Our “Olfaction in Parkinson’s disease” themed session: Michaela Johnson, Postdoc at Van Andel Institute, presents on “Deficits in olfactory sensitivity in a mouse model of Parkinson’s disease” and Aishwarya Kulkarni, PhD student at University of Florida, discusses “α-Synuclein perturbs in vivo neural activity following seeding in the olfactory bulb”.

Michaela’s presentation features:
Braak and colleagues proposed that early in Parkinson’s disease α-synuclein pathology is present in the dorsal motor nucleus of the vagus, olfactory bulb and anterior olfactory nucleus. We bilaterally injected α-synuclein preformed fibrils into the olfactory bulb. Six-months after injection, the anterior olfactory nucleus and the piriform cortex displayed a high α-synuclein pathology load. We evaluated olfactory perceptual function by monitoring odor-evoked sniffing behavior in a plethysmograph at one-, three- and six-months after injection. At all-time points, females injected with fibrils exhibited reduced odor detection sensitivity, which was detectable with the semi-automated plethysmography apparatus, but not a buried pellet test.
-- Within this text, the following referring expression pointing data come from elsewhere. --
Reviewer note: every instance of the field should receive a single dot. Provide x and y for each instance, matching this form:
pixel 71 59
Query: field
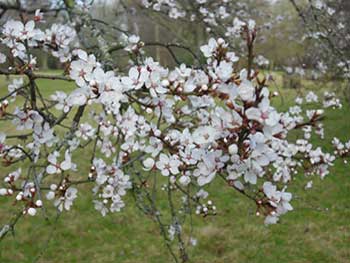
pixel 318 230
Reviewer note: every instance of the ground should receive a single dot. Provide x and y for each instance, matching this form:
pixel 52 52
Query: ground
pixel 318 230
Aishwarya’s presentation discusses:
Aggregation of a-synuclein in the olfactory bulb (OB) is observed during prodromal Parkinson’s disease (PD). Whether this influences neural activity, in manners which may be responsible for olfactory perceptual deficits observed in PD is unknown. To address this void, we injected pathogenic a-Syn fibrils into the OB and used local field potential recordings to monitor neural activity in awake mice as they were delivered odors. We uncovered that a-Syn pathology in the olfactory system impacts in vivo neural activity in specific manners. This work provides initial insights into the effects of a-Syn aggregation on neural activity in awake mice.